Over the past few months I’ve collected the two sequels to Titus Groan and a few Russell Hoban novels—my site name Joachim Boaz is partially derived from Hoban’s remarkable The Lion of Boaz-Jachin and Jachin-Boaz (1973).
I’m not sure if I’ll review these novels here but, I might read Peake’s Gormenghast (1950) soon.
1. Pilgermann, Russell Hoban (1983)
(Rowena’s cover for the 1984 edition)
From the inside flap: “Russell Hoban startled readers with RIDDLEY WALKER, a haunting portrayal of life in a post-Armageddon landscape. Now, in PILGERMANN, the scene shifts dramatically from imagined future to historical past, but the harrowing vision remains essentially unchanged… PILGERMANN is a meditation on history, loss and grief, a dark treatise on the mysterious nature of things narrated by a ‘microscopic chip in the vast circuitry in which are recorded all the variations and permutations thus far…’ REMARKABLE.”
2. The Worm Ouroboros, E. R. Eddison (1922)
(Keith Henderson’s cover for the 1967 edition)
From the inside flap: “When J. R. R. Tolkien’s “The Lord of the Rings” was published in America, reviewers immediately saw that there was only one book with which it could be legitimately compared: E. R. Eddison’s great adventure fantasy, The Worm Ouroboros. The first of three related but independent books by E. R. Eddison, The Worm Ouroboros is a novel of thundering adventure. Set on a far planet of spectacular beauty and peopled by lords and kings, mighty warriors and raven-haired women, Eddison’s sotry of great war for dominion rises to peaks of splendor and excitement. A novel which creates its own fantastic world, The Worm Ouroboros makes our present age seem pale by comparison and is considered one of the masterpieces of imaginative fiction.”

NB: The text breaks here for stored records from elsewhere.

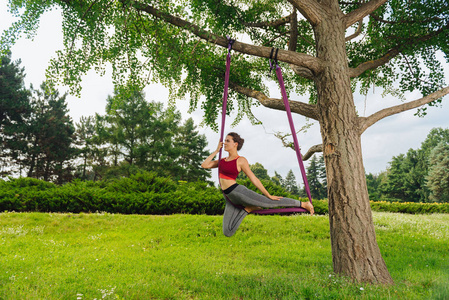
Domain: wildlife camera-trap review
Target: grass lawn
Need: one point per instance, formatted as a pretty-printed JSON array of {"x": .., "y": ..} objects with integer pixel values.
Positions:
[{"x": 106, "y": 256}]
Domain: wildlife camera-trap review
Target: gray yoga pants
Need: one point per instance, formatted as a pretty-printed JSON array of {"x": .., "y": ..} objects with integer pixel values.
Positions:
[{"x": 243, "y": 197}]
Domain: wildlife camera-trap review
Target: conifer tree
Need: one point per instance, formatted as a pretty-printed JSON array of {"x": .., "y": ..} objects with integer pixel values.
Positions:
[
  {"x": 14, "y": 107},
  {"x": 438, "y": 177}
]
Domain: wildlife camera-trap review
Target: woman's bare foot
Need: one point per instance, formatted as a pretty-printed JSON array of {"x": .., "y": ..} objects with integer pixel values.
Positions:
[
  {"x": 249, "y": 209},
  {"x": 308, "y": 206}
]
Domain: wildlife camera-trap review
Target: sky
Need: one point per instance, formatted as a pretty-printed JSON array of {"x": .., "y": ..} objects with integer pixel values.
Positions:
[{"x": 387, "y": 138}]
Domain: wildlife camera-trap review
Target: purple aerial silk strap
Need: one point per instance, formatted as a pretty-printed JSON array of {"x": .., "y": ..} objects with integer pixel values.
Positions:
[
  {"x": 292, "y": 126},
  {"x": 223, "y": 119}
]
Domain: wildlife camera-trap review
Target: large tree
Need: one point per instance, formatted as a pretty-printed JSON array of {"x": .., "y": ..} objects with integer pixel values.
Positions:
[{"x": 327, "y": 48}]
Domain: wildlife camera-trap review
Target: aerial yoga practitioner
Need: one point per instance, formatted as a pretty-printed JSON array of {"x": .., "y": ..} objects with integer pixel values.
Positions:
[{"x": 240, "y": 201}]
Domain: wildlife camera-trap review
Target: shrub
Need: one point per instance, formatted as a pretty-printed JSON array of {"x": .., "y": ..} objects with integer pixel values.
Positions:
[{"x": 146, "y": 193}]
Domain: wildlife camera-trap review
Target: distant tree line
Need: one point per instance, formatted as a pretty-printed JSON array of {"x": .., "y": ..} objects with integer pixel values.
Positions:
[
  {"x": 316, "y": 178},
  {"x": 420, "y": 175},
  {"x": 38, "y": 138}
]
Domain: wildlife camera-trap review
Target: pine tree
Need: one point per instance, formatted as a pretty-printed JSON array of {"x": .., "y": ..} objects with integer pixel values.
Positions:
[
  {"x": 14, "y": 107},
  {"x": 49, "y": 138},
  {"x": 438, "y": 177}
]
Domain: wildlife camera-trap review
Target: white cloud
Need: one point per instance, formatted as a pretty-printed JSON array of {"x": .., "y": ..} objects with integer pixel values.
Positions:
[{"x": 387, "y": 138}]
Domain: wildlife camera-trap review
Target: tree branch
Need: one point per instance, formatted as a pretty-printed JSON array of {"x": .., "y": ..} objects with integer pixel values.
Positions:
[
  {"x": 365, "y": 123},
  {"x": 373, "y": 64},
  {"x": 363, "y": 11},
  {"x": 310, "y": 9},
  {"x": 312, "y": 151},
  {"x": 314, "y": 64},
  {"x": 356, "y": 33},
  {"x": 275, "y": 23},
  {"x": 393, "y": 52},
  {"x": 303, "y": 72},
  {"x": 307, "y": 110},
  {"x": 287, "y": 144}
]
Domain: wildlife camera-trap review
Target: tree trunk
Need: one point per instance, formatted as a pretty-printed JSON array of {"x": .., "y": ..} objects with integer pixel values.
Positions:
[{"x": 355, "y": 251}]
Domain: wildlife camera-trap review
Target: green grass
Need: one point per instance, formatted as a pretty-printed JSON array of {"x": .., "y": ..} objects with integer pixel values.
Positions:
[{"x": 105, "y": 256}]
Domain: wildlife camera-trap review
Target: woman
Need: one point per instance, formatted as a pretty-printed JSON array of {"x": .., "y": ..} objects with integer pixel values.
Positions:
[{"x": 243, "y": 200}]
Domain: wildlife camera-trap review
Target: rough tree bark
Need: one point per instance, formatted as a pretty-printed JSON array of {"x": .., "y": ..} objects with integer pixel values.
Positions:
[{"x": 354, "y": 247}]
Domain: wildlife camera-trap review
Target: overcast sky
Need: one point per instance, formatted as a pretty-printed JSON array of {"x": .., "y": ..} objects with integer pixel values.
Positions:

3. Gormenghast (Volume II of the “Gormemghast Trilogy”), Mervyn Peake (1950)
(Bob Pepper’s cover for the 1970 edition)
From the inside flap: “While in the army he began work on Titus Groan, the first book of the monumental ‘Gormenghast’ Trilogy. The first two volumes are set in an enormous crumbling castle, in which rituals are compulsively carried out by grotesque characters, grotesque in the way that Dickens’ characters are grotesque, in a way that has meaning and purpose […]”
4. Titus Alone (Volume III of the “Gormenghast Trilogy”), Mervyn Peake (1959)
(Bob Pepper’s cover for the 1973 edition)
From the inside flap: “In which Titus turns against the iron discipline of Gormenghast’s ritual and sets forth on an uncertain quest…”
“That quest and its resolution form the substance of Titus Alone. Titus’s quest is for himself. His pilgrimage leads to encounters with mysteriously omnipotent, ruthless police; a battle to the death with Veil, a gaunt ogre with a body like whips and a face that moves ‘like shiftings of the gray slime of the pit'[…].”